On June 4, 2023, the Reds announced that Abbott would be promoted to the major leagues for the first time to start against the Milwaukee Brewers the following day, after Hunter Greene had his start pushed back due to hip stiffness. Abbott made his major league debut on June 5 and threw 6 shutout innings versus the Brewers, striking out 6 batters and allowing only 1 hit, making him the only left-hander in the Modern Era to pitch at least 6 scoreless innings with at least 6 strikeouts and no more than one hit allowed in an MLB debut, and the first Reds pitcher to do so since 1893. On June 16, Abbott surrendered four hits over six scoreless innings against the Houston Astros to become first MLB pitcher to hurl three scoreless starts of at least five innings since 1893. Abbott finished his rookie season with an 8–6 record and 3.87 ERA in 21 starts, striking out 120 batters in 109 1/3 innings.

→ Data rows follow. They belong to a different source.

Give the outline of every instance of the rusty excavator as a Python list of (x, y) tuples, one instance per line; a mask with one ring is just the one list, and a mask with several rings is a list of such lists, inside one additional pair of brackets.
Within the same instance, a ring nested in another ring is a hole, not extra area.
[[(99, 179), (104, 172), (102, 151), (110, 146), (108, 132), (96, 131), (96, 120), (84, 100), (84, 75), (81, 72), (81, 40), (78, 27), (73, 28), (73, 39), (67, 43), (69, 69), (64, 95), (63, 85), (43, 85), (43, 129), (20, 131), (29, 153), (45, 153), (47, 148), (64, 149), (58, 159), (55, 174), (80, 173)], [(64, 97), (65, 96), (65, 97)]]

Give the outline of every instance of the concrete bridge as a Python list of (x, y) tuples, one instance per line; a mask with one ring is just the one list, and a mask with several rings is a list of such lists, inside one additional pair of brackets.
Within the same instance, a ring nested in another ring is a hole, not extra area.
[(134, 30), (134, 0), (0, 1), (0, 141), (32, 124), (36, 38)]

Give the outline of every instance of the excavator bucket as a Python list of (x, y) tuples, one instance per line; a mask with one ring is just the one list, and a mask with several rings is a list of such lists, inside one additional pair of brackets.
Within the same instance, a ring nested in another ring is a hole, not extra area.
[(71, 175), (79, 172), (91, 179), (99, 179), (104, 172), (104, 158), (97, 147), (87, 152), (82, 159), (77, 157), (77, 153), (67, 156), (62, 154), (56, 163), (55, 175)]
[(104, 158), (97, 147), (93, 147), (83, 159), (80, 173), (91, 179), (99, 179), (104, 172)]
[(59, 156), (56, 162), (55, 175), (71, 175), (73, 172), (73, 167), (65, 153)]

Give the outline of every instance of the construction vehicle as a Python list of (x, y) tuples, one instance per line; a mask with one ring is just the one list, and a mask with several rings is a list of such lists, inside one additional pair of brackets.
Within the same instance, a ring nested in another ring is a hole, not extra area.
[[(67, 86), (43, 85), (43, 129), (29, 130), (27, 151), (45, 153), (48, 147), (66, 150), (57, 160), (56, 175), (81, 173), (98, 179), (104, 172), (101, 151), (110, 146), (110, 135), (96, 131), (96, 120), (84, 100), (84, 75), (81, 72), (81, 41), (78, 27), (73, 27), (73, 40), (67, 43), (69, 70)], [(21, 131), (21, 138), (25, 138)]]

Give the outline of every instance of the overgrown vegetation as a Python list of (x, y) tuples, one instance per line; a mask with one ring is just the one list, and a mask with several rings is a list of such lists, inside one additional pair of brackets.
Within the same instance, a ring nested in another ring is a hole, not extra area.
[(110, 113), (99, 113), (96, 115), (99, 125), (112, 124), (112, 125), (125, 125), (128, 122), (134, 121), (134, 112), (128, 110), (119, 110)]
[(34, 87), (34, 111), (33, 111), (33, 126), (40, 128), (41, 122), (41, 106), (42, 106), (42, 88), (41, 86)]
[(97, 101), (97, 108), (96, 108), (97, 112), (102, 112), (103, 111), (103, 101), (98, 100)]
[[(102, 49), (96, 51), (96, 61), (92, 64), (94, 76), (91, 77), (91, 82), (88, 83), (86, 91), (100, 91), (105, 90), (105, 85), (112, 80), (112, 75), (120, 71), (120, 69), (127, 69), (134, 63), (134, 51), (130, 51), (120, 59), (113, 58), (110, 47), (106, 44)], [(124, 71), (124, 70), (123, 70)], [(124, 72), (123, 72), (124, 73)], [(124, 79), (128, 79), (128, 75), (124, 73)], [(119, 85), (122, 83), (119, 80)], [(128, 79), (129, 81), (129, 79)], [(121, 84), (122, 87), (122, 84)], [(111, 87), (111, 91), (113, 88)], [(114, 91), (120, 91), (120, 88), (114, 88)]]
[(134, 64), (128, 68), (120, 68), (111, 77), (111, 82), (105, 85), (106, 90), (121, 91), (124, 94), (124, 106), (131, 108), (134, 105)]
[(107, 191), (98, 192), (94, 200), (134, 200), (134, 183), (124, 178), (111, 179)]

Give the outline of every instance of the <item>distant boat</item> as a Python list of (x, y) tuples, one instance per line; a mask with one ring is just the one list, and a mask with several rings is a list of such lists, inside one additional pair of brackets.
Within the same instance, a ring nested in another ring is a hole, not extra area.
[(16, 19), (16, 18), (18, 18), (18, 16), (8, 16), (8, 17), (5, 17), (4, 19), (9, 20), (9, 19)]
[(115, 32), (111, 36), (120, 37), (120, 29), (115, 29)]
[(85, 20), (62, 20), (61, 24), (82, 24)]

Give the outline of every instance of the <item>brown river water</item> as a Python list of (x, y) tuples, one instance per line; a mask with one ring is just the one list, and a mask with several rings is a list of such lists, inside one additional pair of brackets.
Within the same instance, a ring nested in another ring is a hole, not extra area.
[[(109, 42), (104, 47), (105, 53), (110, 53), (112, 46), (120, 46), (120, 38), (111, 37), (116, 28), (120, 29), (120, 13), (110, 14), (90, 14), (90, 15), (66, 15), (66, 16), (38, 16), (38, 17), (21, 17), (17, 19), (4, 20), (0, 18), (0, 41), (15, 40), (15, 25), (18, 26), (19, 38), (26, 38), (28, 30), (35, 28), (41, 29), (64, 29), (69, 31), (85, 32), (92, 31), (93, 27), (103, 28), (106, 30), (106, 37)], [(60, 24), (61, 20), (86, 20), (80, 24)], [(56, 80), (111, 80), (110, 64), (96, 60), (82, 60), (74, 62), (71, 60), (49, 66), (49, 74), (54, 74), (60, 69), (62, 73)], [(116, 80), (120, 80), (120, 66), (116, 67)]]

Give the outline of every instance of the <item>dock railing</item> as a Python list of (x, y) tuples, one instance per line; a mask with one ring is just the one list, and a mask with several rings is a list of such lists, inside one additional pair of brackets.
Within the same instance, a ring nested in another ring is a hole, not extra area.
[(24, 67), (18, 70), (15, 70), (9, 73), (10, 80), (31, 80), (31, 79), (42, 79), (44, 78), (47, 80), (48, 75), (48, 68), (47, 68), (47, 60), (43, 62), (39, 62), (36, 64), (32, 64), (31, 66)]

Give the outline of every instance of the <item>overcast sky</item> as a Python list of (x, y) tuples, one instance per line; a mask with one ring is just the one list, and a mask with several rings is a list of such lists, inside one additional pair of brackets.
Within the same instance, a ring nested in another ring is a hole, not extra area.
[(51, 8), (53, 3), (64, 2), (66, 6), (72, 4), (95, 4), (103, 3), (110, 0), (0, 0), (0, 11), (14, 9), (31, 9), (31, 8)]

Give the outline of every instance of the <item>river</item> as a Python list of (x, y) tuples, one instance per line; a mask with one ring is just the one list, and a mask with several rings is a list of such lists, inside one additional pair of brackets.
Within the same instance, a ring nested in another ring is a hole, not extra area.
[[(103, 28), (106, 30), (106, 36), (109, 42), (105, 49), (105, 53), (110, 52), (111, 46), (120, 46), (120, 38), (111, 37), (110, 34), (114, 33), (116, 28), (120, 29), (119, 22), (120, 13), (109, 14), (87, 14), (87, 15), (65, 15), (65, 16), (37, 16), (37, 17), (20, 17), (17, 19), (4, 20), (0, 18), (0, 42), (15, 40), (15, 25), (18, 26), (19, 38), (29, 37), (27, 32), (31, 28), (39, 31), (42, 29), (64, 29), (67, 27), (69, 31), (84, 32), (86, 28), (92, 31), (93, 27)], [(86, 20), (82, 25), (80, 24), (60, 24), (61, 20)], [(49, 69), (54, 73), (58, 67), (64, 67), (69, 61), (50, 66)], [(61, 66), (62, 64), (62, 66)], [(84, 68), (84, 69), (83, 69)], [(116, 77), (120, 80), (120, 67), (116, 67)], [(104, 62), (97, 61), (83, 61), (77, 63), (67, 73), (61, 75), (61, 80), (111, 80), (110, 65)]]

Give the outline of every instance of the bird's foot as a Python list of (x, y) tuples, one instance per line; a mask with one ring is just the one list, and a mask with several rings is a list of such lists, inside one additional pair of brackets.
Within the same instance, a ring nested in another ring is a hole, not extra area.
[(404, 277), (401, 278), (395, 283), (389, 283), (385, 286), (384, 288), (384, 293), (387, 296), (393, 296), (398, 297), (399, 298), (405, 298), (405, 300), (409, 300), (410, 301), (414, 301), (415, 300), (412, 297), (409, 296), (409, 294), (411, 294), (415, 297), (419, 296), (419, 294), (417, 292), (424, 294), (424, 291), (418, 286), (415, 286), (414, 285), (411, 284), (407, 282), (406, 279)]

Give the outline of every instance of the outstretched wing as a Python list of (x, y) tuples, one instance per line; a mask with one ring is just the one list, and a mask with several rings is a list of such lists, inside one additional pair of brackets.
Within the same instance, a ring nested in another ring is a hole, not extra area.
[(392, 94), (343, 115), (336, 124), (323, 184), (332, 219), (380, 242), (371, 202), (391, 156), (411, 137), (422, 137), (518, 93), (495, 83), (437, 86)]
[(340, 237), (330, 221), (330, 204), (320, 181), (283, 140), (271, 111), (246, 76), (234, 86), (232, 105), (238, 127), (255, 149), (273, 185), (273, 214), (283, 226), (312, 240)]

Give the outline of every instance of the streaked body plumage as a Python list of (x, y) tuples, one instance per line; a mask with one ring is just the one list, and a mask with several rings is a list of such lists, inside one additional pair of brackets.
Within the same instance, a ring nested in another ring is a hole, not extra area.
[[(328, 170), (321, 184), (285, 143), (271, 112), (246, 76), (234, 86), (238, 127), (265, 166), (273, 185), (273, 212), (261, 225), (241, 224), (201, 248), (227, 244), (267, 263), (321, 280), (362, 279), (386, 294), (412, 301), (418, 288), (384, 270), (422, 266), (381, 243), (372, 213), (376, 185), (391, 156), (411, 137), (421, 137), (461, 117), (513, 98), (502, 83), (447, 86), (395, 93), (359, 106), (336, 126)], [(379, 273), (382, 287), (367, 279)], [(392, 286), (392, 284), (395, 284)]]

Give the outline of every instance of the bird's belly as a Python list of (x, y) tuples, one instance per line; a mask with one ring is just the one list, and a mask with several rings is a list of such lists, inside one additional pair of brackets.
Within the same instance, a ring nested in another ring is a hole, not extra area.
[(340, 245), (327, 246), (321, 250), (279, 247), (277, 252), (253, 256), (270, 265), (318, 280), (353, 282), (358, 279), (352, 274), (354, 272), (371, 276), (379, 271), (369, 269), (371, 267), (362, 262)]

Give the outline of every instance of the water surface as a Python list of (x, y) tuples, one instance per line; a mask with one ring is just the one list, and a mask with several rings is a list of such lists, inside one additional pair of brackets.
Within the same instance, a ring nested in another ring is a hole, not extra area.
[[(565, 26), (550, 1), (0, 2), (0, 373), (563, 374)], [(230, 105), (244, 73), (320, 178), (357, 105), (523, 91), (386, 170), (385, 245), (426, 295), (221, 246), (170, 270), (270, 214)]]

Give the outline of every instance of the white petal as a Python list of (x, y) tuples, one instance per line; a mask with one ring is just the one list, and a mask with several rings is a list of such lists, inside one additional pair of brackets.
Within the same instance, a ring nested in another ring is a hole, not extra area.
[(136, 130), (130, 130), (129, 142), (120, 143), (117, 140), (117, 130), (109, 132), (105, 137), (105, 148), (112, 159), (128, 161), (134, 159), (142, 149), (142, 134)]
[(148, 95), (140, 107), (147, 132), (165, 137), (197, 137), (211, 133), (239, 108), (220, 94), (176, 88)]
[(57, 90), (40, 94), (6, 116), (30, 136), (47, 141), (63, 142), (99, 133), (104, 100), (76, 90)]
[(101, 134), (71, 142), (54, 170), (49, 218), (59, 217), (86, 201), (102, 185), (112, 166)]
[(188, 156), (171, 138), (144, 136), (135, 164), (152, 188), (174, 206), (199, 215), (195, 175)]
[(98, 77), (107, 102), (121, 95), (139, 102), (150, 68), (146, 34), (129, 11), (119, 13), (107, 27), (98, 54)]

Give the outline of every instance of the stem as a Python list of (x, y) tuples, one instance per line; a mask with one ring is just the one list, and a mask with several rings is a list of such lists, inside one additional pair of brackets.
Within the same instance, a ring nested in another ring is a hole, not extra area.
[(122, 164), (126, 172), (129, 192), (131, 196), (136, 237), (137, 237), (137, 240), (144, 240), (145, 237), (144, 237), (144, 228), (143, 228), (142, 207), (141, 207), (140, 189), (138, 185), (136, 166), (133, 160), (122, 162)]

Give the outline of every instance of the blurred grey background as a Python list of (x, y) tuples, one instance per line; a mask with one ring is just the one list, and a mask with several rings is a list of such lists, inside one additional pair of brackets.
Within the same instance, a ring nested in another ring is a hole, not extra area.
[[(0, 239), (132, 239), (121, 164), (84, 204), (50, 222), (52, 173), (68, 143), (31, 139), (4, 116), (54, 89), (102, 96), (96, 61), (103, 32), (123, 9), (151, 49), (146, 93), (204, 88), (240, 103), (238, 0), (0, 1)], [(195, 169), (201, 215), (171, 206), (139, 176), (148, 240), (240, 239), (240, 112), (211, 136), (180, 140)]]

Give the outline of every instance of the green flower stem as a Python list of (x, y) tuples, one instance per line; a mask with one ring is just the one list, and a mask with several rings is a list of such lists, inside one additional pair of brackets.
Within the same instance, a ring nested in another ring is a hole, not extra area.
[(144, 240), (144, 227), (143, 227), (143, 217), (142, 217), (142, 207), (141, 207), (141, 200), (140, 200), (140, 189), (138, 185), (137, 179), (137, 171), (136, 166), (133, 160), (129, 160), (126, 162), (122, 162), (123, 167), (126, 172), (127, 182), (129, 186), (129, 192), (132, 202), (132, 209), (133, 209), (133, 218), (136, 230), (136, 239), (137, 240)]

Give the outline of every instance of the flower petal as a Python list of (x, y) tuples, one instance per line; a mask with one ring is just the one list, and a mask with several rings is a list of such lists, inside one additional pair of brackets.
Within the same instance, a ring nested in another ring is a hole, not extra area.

In the 2024 season, he was 10–10 with a 3.72 ERA in 130 innings, striking out 114 batters over 25 starts. His season ended prematurely after he was diagnosed with a left (pitching) shoulder strain, for which he was placed on the injured list on August 20th, and from which he did not return in 2024.

Heading into the 2025 season, Abbott was expected to be in the Reds' pitching rotation again, but the same shoulder injury delayed his start to the season by 15 days. He made his 2025 season debut on April 12, notching his first win of the season in a 5–2 victory over the Pittsburgh Pirates. On June 10, Abbott pitched a complete-game shutout in a 1–0 win over the Cleveland Guardians, allowing three hits while striking out 5 batters and walking one, having thrown 110 pitches. It was the first complete game of his major league career.

With a 7–1 record and a 2.15 ERA, Abbott was named to the 2025 National League All-Star team as a replacement for Yoshinobu Yamamoto.

==Personal life==
Abbott is the son of David and Jeanette Abbott. He has two sisters. He graduated from college in three years with a degree in biology. Abbott became engaged to his fiancé Lindsay Stone on May 22nd, Stone is a Cincinnati native and TV anchor for WLWT 5.